The turn of the 1950-60s, the Khrushchev Thaw, is the time when the Urals academic school of journalism emerged. The Department of Journalism regains its status as a faculty. By that time, it was once again giving priority to specialty subjects, such as newspaper technology. New courses were introduced, such as theater criticism, television and radio broadcasting, industry, agriculture, trade, international affairs, and even censorship. About 600 people were enrolled at the faculty. In the 1960s (which is hard to imagine today), only those with at least two years of work experience were accepted into the journalism department.

From being a center for newspaper studies for many years, the faculty has developed into a School of Journalism of full value.

A precondition for the establishment of a school of journalism is the existence of a leader.
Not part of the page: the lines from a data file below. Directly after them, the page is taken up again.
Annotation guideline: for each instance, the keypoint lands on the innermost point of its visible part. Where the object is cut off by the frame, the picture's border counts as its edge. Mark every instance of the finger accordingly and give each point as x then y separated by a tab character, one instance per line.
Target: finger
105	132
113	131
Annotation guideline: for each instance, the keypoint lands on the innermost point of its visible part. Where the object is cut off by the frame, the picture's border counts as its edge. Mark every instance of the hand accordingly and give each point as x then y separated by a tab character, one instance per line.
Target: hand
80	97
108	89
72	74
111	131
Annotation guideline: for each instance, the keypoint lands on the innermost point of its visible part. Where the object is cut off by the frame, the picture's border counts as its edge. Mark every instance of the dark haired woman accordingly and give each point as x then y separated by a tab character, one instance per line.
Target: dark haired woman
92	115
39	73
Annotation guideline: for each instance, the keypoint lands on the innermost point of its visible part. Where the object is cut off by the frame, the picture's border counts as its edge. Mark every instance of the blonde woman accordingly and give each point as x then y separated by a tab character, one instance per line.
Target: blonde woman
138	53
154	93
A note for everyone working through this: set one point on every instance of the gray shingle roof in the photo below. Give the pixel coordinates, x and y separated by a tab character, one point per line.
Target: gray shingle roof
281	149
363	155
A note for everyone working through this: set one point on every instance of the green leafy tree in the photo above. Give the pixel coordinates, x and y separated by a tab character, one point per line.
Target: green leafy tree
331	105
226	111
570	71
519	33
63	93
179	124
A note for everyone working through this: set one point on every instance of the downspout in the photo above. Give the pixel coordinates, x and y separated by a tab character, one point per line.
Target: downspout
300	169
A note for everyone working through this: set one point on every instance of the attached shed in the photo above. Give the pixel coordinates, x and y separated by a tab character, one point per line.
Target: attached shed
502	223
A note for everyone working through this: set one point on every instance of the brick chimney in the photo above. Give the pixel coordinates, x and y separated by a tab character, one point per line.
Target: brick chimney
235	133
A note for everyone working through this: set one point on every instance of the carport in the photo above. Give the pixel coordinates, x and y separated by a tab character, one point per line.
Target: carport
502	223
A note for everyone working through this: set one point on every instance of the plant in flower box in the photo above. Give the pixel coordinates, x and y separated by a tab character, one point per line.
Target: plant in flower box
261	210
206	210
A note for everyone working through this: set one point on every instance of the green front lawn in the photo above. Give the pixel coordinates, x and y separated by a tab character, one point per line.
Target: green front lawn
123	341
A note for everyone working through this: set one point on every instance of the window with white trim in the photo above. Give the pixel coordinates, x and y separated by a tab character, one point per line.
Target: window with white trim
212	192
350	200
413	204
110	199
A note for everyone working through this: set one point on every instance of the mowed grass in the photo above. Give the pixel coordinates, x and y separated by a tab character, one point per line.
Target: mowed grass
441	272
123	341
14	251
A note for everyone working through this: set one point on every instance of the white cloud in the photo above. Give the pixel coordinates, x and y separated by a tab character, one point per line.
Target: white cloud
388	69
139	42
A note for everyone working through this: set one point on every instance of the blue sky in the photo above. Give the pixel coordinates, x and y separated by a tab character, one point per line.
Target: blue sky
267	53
The Urals School of Journalism had two such leaders: Evgeny Bagreev, the head of the Department of the Theory and Practice of Party and Soviet Press, the former editor of the main regional newspaper, the Uralskiy Rabochiy, and his successor, professor Valentin Shandra, a veteran of the department, PhD in Philosophy.

The merit of Evgeny Yakovlevich is that he was able to unite the efforts of teachers in the preparation of collective collections of scientific articles. Under Valentin Andreevich, for the first time he developed a seven-year complex plan of scientific works (in many respects they were aimed at researching the history of the press in the Urals). The Department of History of Press and the Department of Stylistics and Russian Language were established. The faculty was enriched by a great number of specialists, who have been defining the face of the department in both the late Soviet and post-Soviet periods. Unique courses of lectures on the foreign working and progressive press, on practical stylistics and the language of mass media were opened, and classes in literary editing of newspapers began.

Today, the Department of Journalism at Ural Federal University is one of the most highly regarded and respected centers for training journalistic personnel in Russia. The department has a graduate school and a dissertation council. Graduates of the journalism department work all over the country, throughout the former Soviet Union, and abroad. Among them are recognized masters of the profession. In this is the irreplaceable contribution of those who devoted themselves to the creation and improvement of the Ural School of Practical Journalism and the Ural Scientific School of Journalism.